C'est l'ensemble du système qui était en surcapacité, pas seulement le nucléaire : si toute la production avait été d'origine nucléaire, il n'y aurait pas eu de surcapacité. La conséquence gênante de la surcapacité était la nécessité d'arrêter certaines centrales nucléaires sous peine de gaspiller l'énergie produite ; arrêter une centrale thermique ne pose en revanche aucun problème puisque la fonction de ces centrales est d'être en pointe en cas de besoin. Il est préjudiciable économiquement de suspendre l'activité de certaines unités, donc il faut l'éviter.
Quand j'étais aux commandes, les investissements ont été fortement relancés, et mes successeurs ont poursuivi cette politique. Nous n'avons donc pris aucun risque sur l'entretien du parc. En 1974, EDF, alors présidée par Marcel Boiteux, a décidé de fabriquer toutes les centrales nucléaires sur le même modèle. J'étais membre d'un cabinet ministériel à l'époque et je me souviens que cette option avait été débattue car elle comportait un danger. En effet, elle permettait d'opérer des économies d'échelle et d'aller plus vite mais elle présentait un risque systémique : si un problème survenait dans une centrale, il y avait un risque de le retrouver partout. Tout le monde était obsédé par cette menace en 1974 et après. On a tout de même décidé de prendre cette voie, car le risque ne s'était matérialisé ni en France ni ailleurs, notamment aux États-Unis. La survenue du problème n'est, à mon avis, pas liée au montant des investissements, mais vous devez vous faire votre propre opinion dans cette commission d'enquête. Si la filière était plus forte, si elle comptait plus d'entreprises et plus d'ingénieurs, nous aurions pu traiter plus rapidement cette difficulté, mais nous n'aurions pas éliminé tous les risques.
Entre Flamanville et Le Havre, nous nous sommes privés d'une production qui représente environ celle qui nous manque actuellement. Il ne me semble pas que les décisions prises à cet égard aient été rationnelles.
Dans le graphique que vous avez évoqué, les investissements sont exprimés en milliards d'euros alors que les tarifs le sont en pourcentage, donc la comparaison n'est pas pertinente. Néanmoins, il est vrai que le flux de trésorerie généré par l'activité en France devenait insuffisant pour investir – même si l'entreprise continuait à gagner de l'argent. La variable d'ajustement était donc l'endettement, mais celui-ci était voué à devenir permanent.

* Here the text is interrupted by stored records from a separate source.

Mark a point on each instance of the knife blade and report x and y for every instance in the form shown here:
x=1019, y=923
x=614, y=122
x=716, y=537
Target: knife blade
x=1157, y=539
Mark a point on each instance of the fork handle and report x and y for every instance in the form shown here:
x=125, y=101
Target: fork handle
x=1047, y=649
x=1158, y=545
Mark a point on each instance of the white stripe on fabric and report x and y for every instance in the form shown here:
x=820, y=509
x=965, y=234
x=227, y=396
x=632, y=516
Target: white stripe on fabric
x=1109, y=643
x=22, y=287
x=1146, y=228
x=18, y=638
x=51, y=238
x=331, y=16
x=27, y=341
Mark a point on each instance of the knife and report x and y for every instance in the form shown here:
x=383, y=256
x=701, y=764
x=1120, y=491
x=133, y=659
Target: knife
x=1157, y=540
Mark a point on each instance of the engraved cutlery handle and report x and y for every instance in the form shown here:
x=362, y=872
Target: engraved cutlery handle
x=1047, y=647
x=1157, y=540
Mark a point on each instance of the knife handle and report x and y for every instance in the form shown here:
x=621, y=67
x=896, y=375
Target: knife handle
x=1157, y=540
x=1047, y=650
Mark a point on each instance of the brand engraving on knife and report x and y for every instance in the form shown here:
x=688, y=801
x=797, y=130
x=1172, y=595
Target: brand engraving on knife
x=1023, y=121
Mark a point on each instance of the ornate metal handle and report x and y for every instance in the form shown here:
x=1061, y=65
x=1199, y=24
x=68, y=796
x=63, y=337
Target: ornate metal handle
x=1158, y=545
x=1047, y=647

Quel est le système permettant de fixer de manière optimale le prix de l'électricité, ce que l'on appelle le market design ? De nombreux débats ont actuellement lieu sur cette question. Deux modèles s'opposent, et il me semble qu'il convient de trouver un compromis entre les deux. Le modèle libéral, celui de l'économie de marché, s'applique au pétrole : tout le monde trouve normal que le prix du baril explose à certains moments et chute à d'autres ; les entreprises perdent de l'argent dans certaines périodes, mais, le plus souvent, elles en gagnent beaucoup, donc elles ont les reins solides et peuvent investir. Il n'y a pas de pénurie d'investissements dans le pétrole même si certains coups de frein sont donnés pendant quelque temps. Il est délicat de transposer ce modèle au nucléaire car la durée des investissements est très longue : on ne peut pas escompter de rentabilité avant vingt ou trente ans. Il faut donc instaurer une garantie de prix. L'État l'a fait et cela a très bien marché, mais je n'ai pas réussi, à la fin de mon mandat, à convaincre les pouvoirs publics d'augmenter les tarifs. Entre ces deux systèmes, il y en a un qui fonctionne bien, que l'on retrouve au Royaume-Uni et qui est mis en place pour les énergies renouvelables : l'État garantit le prix à un niveau négocié contractuellement au moment de l'investissement ; si le prix est au-dessus, l'entreprise exploitante verse une contribution à l'État et le contraire se produit si le prix devient inférieur. Il convient de transposer ce modèle au nucléaire, mais Bruxelles le refuse au nom de l'interdiction d'aider un monopole.
Il existe d'autres formules, et il y a un consensus pour reconnaître que le système actuel ne fonctionne pas. Je comprends les gens comme vous, madame, qui souhaitent revenir à la fixation des prix par l'État, mais celui-ci ou la Commission de régulation de l'énergie (CRE) ne sont pas toujours raisonnables. Voilà pourquoi de nombreuses réflexions sont menées pour trouver le meilleur mécanisme hybride possible.